Fixed Income: 2-Yr Treas Yield 3.91% | 10-Yr Treas. Yield 3.91%
The bond markets saw volatility in August as questions mounted about an impromptu rate-cut by the Federal Reserve Bank (FRB). The most meaningful fall came at the beginning of the month. The perceived weakness in jobs data prompted a move to safety as expectations increased for a rate cut. At the time, people were calling for 0.50% before the September meeting. Cooler heads prevailed and the market is now expecting a 0.25% cut in September. The more impressive data point over the last month was the parody reached on the last trading day of August. This was the first time the two closed at parity since July 5th, 2022! It is still to be determined if rate normalization (higher rates on longer dated fixed income) will prevail. It is a good sign that the anticipated rate cuts are making a large enough impact for us to reach parity.
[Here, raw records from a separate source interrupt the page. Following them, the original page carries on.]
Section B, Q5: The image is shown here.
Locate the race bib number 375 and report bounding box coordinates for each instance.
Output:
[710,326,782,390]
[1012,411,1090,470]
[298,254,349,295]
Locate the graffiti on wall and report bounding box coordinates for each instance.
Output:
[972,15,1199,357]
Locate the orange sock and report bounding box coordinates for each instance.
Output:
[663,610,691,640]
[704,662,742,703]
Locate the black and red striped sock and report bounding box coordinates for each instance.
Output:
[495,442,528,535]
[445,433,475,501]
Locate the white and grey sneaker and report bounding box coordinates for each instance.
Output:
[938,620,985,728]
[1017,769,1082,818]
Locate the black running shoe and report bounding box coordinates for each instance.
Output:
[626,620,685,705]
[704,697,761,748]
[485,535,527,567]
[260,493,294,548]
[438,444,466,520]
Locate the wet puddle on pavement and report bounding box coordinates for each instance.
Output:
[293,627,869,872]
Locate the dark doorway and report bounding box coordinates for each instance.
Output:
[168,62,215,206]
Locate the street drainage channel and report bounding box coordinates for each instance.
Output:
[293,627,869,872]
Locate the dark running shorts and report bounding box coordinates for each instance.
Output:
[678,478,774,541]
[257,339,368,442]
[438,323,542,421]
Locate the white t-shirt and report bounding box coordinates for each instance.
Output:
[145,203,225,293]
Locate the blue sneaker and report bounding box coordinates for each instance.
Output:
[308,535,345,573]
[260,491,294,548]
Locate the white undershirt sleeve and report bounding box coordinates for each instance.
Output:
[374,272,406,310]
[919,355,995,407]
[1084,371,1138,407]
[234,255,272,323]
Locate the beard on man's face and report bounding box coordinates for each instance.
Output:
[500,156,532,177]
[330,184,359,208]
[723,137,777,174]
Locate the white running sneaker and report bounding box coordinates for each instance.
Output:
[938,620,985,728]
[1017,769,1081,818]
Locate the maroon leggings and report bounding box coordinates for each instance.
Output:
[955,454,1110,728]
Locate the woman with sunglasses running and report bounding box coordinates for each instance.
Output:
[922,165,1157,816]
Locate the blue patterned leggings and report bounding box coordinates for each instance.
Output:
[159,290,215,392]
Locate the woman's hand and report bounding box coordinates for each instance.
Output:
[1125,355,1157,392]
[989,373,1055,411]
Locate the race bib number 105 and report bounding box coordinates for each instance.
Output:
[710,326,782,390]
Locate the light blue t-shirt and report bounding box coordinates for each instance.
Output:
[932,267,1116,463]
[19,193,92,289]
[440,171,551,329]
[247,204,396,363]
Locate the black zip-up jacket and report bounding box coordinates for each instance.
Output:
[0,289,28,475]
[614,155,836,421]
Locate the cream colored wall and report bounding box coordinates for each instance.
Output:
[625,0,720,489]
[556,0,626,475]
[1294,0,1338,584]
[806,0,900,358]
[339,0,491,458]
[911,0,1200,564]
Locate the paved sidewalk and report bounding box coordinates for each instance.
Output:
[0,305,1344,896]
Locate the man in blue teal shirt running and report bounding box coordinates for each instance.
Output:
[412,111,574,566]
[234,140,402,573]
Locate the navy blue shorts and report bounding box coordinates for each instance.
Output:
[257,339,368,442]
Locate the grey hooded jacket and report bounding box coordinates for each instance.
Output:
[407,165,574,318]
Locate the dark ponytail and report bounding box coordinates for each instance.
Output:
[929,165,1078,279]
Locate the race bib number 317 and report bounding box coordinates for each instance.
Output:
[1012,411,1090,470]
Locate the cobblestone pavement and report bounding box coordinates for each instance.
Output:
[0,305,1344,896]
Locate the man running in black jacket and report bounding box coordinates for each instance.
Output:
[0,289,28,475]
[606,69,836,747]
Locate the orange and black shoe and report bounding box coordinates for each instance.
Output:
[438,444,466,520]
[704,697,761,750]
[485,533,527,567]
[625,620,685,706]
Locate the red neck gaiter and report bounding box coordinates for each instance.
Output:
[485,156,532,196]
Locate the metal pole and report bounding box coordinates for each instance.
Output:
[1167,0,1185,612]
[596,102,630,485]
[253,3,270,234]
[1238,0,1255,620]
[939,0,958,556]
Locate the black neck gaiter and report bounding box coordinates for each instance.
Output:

Equities: Dow Jones 1.76% | S&P 500 2.28% | NASDAQ 0.65%
The market moves that led to a strong month for fixed income signaled weakness for the equity markets. The Nasdaq lost almost four percent in the first week of the month to spend the next two weeks crawling out of that hole. The last week of the month saw the index continue to falter. Strong earnings from bellwether Nvidia (NVDA) was not enough to bolster confidence. Investors seemed to come to the realization that the FRB will likely take a slow methodical path towards rate reductions. That path did not buoy equity markets. In a retracement of the July trades, other major market categories failed to capitalize on weaker large caps:
S&P 400 (Mid Cap Index): 0.21%
Russell 2000 (Small Cap Index): 1.59%
Conclusion
It was, in all, a good month… That’s for two reasons, 1) fixed income made up ground that equities lost, 2) the spread between the 2-yr treasury and the 10-yr treasury reached parity. Something of a signal that the soft landing the FRB is looking for has been achieved. Generally, a recession (that would be evident by this point) would have caused a normalization of the curve.
A Look Ahead…
We see two key reasons to expect further volatility in equity markets during the next month:
- The 22.40 price to earnings (P/E) ratio for the S&P 500 will need to narrow further before markets can start a real rally.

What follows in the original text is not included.